Agostino Megale (Fisac Cgil) a RadioArticolo1: “Dopo il decreto salvabanche del Governo si è ingenerata parecchia confusione e in molti hanno attribuito responsabilità, oltre che ai manager, anche ai dipendenti delle quattro banche in questione”

La crisi dei mercati finanziari e i riflessi negativi sulle banche italiane, il ddl sul credito del Governo e le ricadute sull’occupazione del settore, il caso dei risparmiatori truffati delle quattro Bcc fallite. Su questi temi è intervenuto questa mattina Agostino Megale, segretario generale della Fisac, su RadioArticolo1.

“Innanzitutto – ha esordito il dirigente sindacale –, le difficoltà delle Borse sono generali e interessano tutti i paesi, nessuno escluso, a conferma che la crisi non è ancora terminata.
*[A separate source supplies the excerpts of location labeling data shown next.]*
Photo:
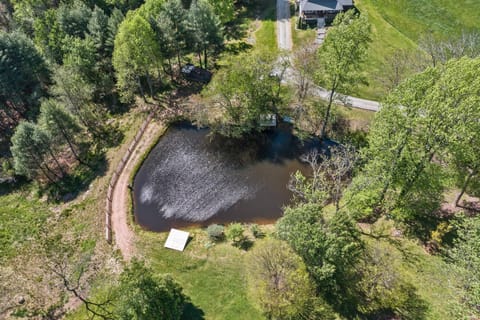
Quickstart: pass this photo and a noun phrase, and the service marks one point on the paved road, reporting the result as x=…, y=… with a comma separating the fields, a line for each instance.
x=284, y=29
x=284, y=39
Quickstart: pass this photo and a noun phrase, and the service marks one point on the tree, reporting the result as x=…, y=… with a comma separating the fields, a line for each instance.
x=244, y=92
x=98, y=30
x=23, y=75
x=61, y=125
x=49, y=36
x=172, y=30
x=465, y=255
x=426, y=123
x=144, y=296
x=439, y=51
x=278, y=280
x=342, y=55
x=30, y=150
x=135, y=55
x=385, y=292
x=224, y=9
x=73, y=18
x=329, y=246
x=114, y=21
x=205, y=27
x=331, y=174
x=235, y=233
x=305, y=62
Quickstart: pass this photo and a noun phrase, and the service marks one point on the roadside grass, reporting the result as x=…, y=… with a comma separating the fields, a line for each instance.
x=301, y=37
x=212, y=276
x=265, y=35
x=398, y=24
x=430, y=275
x=21, y=220
x=26, y=217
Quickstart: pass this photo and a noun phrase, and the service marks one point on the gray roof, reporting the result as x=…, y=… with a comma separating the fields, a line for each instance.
x=324, y=5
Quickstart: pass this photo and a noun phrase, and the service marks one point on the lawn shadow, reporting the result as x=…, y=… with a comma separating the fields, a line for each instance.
x=192, y=312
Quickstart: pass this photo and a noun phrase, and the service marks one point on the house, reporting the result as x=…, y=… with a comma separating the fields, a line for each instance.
x=321, y=12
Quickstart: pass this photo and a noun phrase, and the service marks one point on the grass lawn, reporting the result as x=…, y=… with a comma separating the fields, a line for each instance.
x=213, y=278
x=398, y=24
x=301, y=37
x=432, y=278
x=21, y=220
x=265, y=35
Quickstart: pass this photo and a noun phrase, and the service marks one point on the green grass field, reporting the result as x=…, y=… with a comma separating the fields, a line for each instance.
x=21, y=220
x=398, y=24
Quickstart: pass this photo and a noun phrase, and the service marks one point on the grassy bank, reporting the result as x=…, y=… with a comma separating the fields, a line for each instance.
x=398, y=24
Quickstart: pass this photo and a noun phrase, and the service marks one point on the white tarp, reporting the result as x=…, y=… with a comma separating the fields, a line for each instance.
x=177, y=239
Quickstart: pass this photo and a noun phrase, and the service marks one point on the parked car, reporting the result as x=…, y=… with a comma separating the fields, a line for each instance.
x=193, y=73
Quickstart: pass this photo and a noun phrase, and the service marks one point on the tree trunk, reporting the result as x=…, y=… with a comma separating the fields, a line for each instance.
x=205, y=56
x=139, y=83
x=327, y=115
x=56, y=162
x=200, y=59
x=464, y=187
x=149, y=83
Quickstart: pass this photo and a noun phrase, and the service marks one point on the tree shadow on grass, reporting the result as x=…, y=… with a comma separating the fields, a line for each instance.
x=192, y=312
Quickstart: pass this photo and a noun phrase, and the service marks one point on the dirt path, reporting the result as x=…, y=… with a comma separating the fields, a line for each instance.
x=123, y=235
x=284, y=40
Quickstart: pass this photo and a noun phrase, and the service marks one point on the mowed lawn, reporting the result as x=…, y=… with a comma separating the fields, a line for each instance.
x=398, y=24
x=214, y=278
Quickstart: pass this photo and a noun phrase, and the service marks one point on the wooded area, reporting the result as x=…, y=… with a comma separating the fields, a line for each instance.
x=75, y=79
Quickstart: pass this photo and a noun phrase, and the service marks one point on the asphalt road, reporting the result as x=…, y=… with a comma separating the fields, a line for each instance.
x=284, y=29
x=284, y=40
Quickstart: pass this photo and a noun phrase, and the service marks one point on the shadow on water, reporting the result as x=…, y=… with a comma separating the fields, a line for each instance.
x=194, y=178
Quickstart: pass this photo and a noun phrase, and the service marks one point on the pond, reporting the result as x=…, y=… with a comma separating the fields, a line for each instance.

Per quanto riguarda Piazza Affari, il dato è altalenante, perché nelle ultime 48 ore siamo passati da meno 3,5 a più 4; è evidente che c’è bisogno di stabilità, in un contesto comunque assai grave, visto che in quaranta giorni le nostre banche hanno bruciato 40 miliardi. Siamo di fronte a turbolenze tali che la questione bancaria andrebbe messa all’ordine del giorno a Bruxelles, come possibile volano per l’economia dell’Unione europea”.